Kohl ekes out victory in German elections

October 17, 1994|By Dan Fesperman | Dan Fesperman,Berlin Bureau of The Sun

BERLIN -- Chancellor Helmut Kohl's governing coalition narrowly claimed another four years in power yesterday from a splintered German electorate that has recently endured huge tax increases, double-digit unemployment, a wave of neo-Nazi violence and the lingering pain of reunification.

Provisional official final results seemed to ensure that Germany will remain on track in its cautious, measured drive to assume more power in European and world affairs, a role favored by the United States although supported less enthusiastically by France and Great Britain.

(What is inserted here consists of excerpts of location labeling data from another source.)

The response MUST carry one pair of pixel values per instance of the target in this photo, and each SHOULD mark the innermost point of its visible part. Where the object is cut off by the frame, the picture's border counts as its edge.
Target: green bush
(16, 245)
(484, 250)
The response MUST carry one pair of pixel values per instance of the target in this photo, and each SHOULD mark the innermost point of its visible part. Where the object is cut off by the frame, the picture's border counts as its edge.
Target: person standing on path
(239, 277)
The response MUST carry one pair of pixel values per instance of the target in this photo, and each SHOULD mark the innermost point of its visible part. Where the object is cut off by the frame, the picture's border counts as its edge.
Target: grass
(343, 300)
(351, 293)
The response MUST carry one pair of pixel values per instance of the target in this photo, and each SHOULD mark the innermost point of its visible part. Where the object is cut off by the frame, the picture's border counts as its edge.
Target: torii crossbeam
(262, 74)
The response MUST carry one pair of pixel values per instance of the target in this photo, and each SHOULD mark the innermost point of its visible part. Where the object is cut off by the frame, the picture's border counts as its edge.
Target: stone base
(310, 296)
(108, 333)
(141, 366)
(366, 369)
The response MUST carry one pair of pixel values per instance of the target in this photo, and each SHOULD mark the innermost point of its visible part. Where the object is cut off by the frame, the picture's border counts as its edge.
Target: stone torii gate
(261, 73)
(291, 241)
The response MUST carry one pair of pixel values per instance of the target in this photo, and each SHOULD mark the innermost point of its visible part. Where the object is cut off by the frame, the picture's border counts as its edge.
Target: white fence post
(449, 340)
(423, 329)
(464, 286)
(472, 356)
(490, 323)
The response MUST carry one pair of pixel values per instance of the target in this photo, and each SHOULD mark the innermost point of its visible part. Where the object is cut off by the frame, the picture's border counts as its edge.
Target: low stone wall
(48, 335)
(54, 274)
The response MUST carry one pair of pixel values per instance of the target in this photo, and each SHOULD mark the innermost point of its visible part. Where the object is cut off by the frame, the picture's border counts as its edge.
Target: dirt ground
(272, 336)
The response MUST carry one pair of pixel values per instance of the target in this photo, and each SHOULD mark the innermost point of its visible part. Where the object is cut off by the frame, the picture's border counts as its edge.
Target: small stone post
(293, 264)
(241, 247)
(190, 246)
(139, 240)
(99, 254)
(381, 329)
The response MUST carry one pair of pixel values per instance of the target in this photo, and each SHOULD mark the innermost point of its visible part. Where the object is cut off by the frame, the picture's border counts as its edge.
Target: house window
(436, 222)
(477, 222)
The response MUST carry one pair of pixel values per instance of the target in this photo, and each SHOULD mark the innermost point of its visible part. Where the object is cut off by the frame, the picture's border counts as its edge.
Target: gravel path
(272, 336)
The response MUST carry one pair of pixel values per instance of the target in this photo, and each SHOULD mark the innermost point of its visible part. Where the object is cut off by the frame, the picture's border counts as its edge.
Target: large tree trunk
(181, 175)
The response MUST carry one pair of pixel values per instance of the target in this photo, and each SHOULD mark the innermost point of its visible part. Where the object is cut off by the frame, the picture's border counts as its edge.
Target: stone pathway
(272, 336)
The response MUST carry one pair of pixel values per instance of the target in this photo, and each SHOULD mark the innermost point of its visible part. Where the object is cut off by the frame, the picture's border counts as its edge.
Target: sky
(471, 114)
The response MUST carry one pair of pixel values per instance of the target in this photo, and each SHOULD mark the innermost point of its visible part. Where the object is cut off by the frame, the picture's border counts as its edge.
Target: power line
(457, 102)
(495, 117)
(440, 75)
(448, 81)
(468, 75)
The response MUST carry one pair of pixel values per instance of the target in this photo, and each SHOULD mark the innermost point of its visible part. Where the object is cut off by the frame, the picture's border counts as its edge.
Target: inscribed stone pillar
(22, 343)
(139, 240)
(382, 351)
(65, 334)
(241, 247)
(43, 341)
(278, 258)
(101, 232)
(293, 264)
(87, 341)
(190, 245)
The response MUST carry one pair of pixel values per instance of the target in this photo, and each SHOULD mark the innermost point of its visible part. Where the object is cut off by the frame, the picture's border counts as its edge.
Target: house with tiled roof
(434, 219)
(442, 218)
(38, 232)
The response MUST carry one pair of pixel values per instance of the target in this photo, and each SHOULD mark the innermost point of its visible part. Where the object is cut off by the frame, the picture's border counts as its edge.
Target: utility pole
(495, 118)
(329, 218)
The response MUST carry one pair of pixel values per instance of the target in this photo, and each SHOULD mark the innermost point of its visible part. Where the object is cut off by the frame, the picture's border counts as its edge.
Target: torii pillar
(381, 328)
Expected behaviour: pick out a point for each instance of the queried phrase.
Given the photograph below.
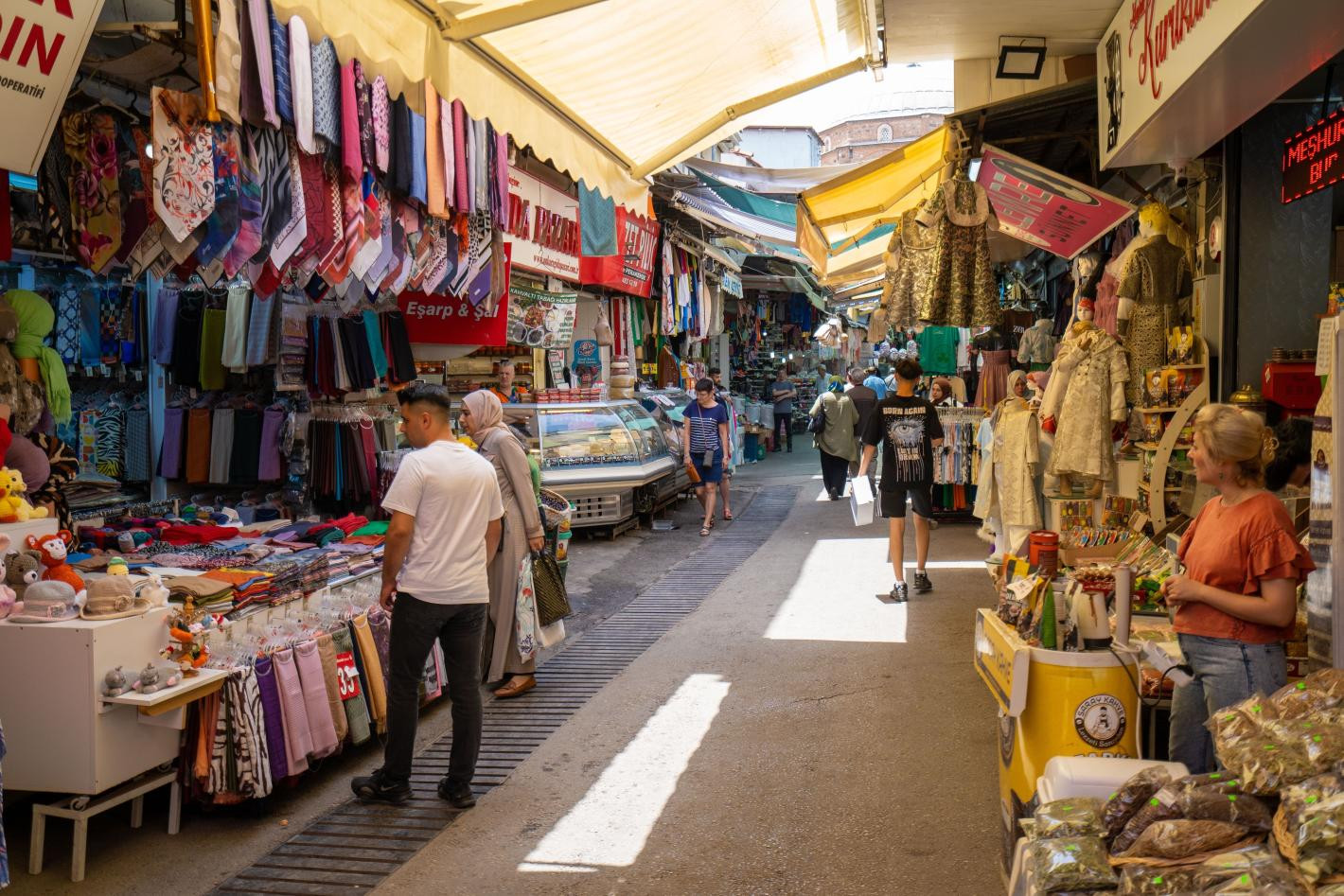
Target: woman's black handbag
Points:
(553, 602)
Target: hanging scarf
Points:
(35, 322)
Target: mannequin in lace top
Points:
(1084, 400)
(1154, 296)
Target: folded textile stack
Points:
(208, 594)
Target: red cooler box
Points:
(1292, 384)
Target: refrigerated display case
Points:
(609, 458)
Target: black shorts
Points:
(894, 500)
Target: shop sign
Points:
(632, 269)
(347, 676)
(586, 354)
(732, 284)
(1314, 157)
(1001, 661)
(41, 45)
(1043, 208)
(543, 226)
(1174, 77)
(451, 320)
(540, 320)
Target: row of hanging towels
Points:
(285, 708)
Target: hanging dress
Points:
(911, 271)
(960, 290)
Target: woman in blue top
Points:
(706, 435)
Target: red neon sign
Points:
(1314, 157)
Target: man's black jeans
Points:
(460, 627)
(785, 421)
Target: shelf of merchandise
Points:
(1171, 442)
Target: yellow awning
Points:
(609, 92)
(834, 217)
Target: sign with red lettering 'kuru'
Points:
(1043, 208)
(1314, 157)
(41, 45)
(632, 269)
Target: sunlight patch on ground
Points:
(614, 818)
(835, 597)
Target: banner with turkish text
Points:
(630, 271)
(1043, 208)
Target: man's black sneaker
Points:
(457, 796)
(375, 789)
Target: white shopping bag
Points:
(860, 500)
(551, 634)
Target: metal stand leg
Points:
(39, 838)
(80, 850)
(175, 808)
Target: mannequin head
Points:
(1154, 220)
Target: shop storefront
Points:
(1223, 291)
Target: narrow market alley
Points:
(792, 733)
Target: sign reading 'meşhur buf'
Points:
(41, 45)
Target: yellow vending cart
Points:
(1052, 703)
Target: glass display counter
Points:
(609, 458)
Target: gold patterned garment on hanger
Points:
(960, 290)
(912, 249)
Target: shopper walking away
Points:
(483, 418)
(783, 394)
(864, 400)
(720, 395)
(908, 429)
(835, 441)
(447, 508)
(1237, 601)
(706, 435)
(876, 383)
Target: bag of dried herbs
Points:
(1069, 864)
(1210, 803)
(1160, 806)
(1302, 699)
(1181, 838)
(1320, 838)
(1158, 882)
(1130, 797)
(1069, 818)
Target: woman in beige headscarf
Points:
(483, 418)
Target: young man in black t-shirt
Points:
(908, 429)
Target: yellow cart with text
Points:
(1052, 703)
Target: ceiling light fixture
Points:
(1020, 58)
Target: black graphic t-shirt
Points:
(906, 429)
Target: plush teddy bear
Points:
(7, 597)
(53, 550)
(13, 504)
(22, 570)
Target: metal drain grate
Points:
(357, 847)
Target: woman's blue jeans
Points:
(1226, 672)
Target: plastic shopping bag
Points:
(524, 611)
(860, 500)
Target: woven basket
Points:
(1188, 861)
(1288, 850)
(556, 509)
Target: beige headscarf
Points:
(486, 410)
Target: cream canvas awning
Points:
(607, 90)
(835, 217)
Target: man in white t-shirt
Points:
(447, 520)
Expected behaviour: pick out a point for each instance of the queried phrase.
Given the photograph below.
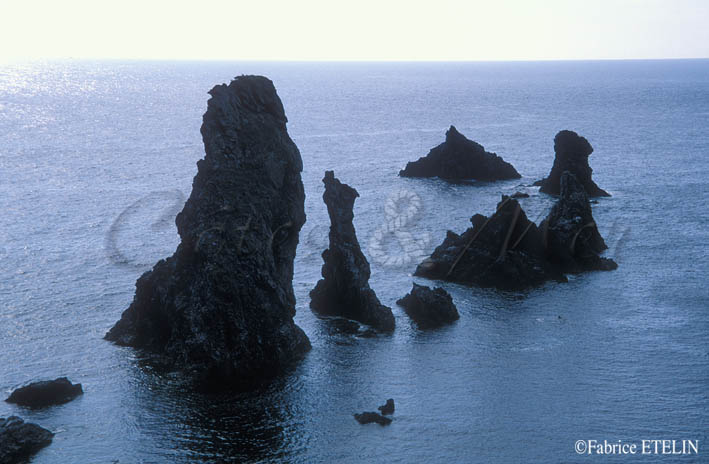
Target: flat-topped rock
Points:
(45, 393)
(221, 307)
(458, 159)
(344, 289)
(571, 154)
(429, 308)
(372, 417)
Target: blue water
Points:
(96, 158)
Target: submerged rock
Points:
(459, 159)
(388, 408)
(504, 251)
(571, 154)
(429, 308)
(19, 440)
(369, 417)
(344, 289)
(222, 306)
(45, 393)
(570, 232)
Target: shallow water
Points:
(97, 157)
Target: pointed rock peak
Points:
(571, 154)
(453, 134)
(254, 93)
(338, 193)
(569, 143)
(344, 290)
(569, 185)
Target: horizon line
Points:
(336, 60)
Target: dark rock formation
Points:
(504, 251)
(369, 417)
(344, 289)
(222, 306)
(388, 408)
(19, 440)
(509, 252)
(572, 238)
(429, 308)
(459, 158)
(45, 393)
(572, 152)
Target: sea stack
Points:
(504, 251)
(222, 306)
(571, 154)
(344, 289)
(429, 308)
(459, 158)
(509, 252)
(572, 239)
(46, 393)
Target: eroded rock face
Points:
(509, 252)
(459, 158)
(429, 308)
(222, 306)
(571, 154)
(504, 251)
(370, 417)
(344, 289)
(45, 393)
(19, 440)
(572, 239)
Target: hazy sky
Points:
(355, 30)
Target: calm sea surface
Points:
(96, 158)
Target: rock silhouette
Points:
(344, 289)
(388, 407)
(571, 154)
(509, 252)
(221, 307)
(459, 158)
(429, 308)
(369, 417)
(45, 393)
(19, 440)
(504, 251)
(570, 232)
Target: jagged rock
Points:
(19, 440)
(388, 408)
(369, 417)
(45, 393)
(571, 154)
(222, 306)
(504, 251)
(429, 308)
(344, 289)
(572, 238)
(458, 159)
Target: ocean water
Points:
(96, 158)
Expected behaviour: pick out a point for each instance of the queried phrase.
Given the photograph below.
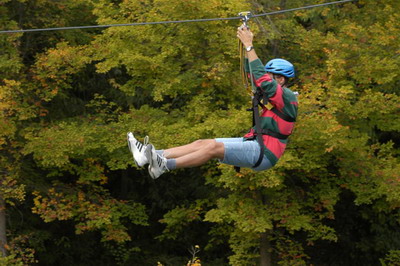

The slim margin of victory "will make it more difficult to govern," Mr. Kohl admitted last night. "But such is life."

Chancellor since 1982, Mr. Kohl, 64, is now on track to surpass Konrad Adenauer's 14 years as Germany's most durable postwar head of government. But this was the toughest election yet for a politician known for comebacks and close calls, and the opposition still senses that he's vulnerable.

The coalition "will be confirmed -- barely -- but remains a coalition of losers," said Rudolf Scharping, leader of the Social Democrats, the main opposition. "If we don't take over now, we'll be in power by 1998, if not sooner."

Mr. Kohl's Christian Democrats (CDU), their Bavarian sister party, the Christian Social Union (CSU), and the liberal Free Democrats (FDP) won 341 seats in the 672-seat lower house. The combined opposition of the Social Democrats (SPD), the radical Greens and the Party of Democratic Socialism (PDS), the former East German Communists, took 331 seats, according to provisional official results reported by the Reuters news service.

The Social Democrats' strong showing in three state elections will probably tighten their hold on the Bundesrat, or upper house of parliament, which has a strong voice in making laws.

"It's a very weak government," said Gerald Livingstone, an election observer who heads the American Institute for Contemporary German Studies in Washington.

"It looks like they're going to have a blocking majority, and they're going to use it, to stop the government from governing."

Earlier this year, the CDU and CSU trailed in public opinion polls by as many as 15 points, while Germany's economy continued to slog through recession.

Mr. Scharping, 46, consistently scored higher in popularity ratings, with his rallying cry of "Jobs, jobs, jobs." And as if that weren't enough, the traditional coalition partners of Mr. Kohl's party, the Free Democrats, seemed in danger of failing to win enough votes to make it back into the lower house of parliament, the Bundestag. Then the economy began to pick up speed. Mr. Scharping lost ground by stumbling over complicated plans for a tax increase. And in the final months of the campaign Mr. Kohl got a boost from one of the very factors that made his coalition's winning margin so narrow.

That factor was the resurrection of the Party of Democratic Socialism. Led by the charismatic Gregor Gysi, a lawyer who had defended dissidents against the repressive East German government, the PDS capitalized on the alienation of east German voters. The PDS began winning a fifth of the vote in eastern state elections, and in the state of Saxon-Anhalt it even joined the governing coalition with the formidable Social Democrats.

When that happened, Mr. Kohl pounced on the development as an omen for Germany's future if his party was turned out of power. He warned of the rise of a new Red Menace, led not only by the Social Democrats and the PDS, but also by the Greens, a party which has advocated such measures as abolishing the German army, closing all nuclear power plants and raising gasoline taxes by $12 a gallon.

Mr. Scharping attempted to distance himself from the controversy by saying that he wouldn't take power with the help of the PDS, but he had no choice but to align his party with the Greens as the Social Democrats faded in he polls.

And for some voters, that was enough to scare them away.

"I wanted to keep the coalition in power," explained Dieter Ahnert, a lawyer from a prosperous district in west Berlin, as he emerged from the voting booth.

"I didn't want to depend on the Social Democrats or the socialists. And if the Greens got into power they'd only be taking money away from me."

Even at that, it took a rally in the final week by the Free Democrats to put Mr. Kohl's coalition back over the top.

Lothar Bisky, chairman of the PDS, seemed almost as happy as any party leader last night.

"If we had said in 1990 that we would return to the Bundestag this year, people would have laughed at us," he said. "Now we are the third-largest force in the east."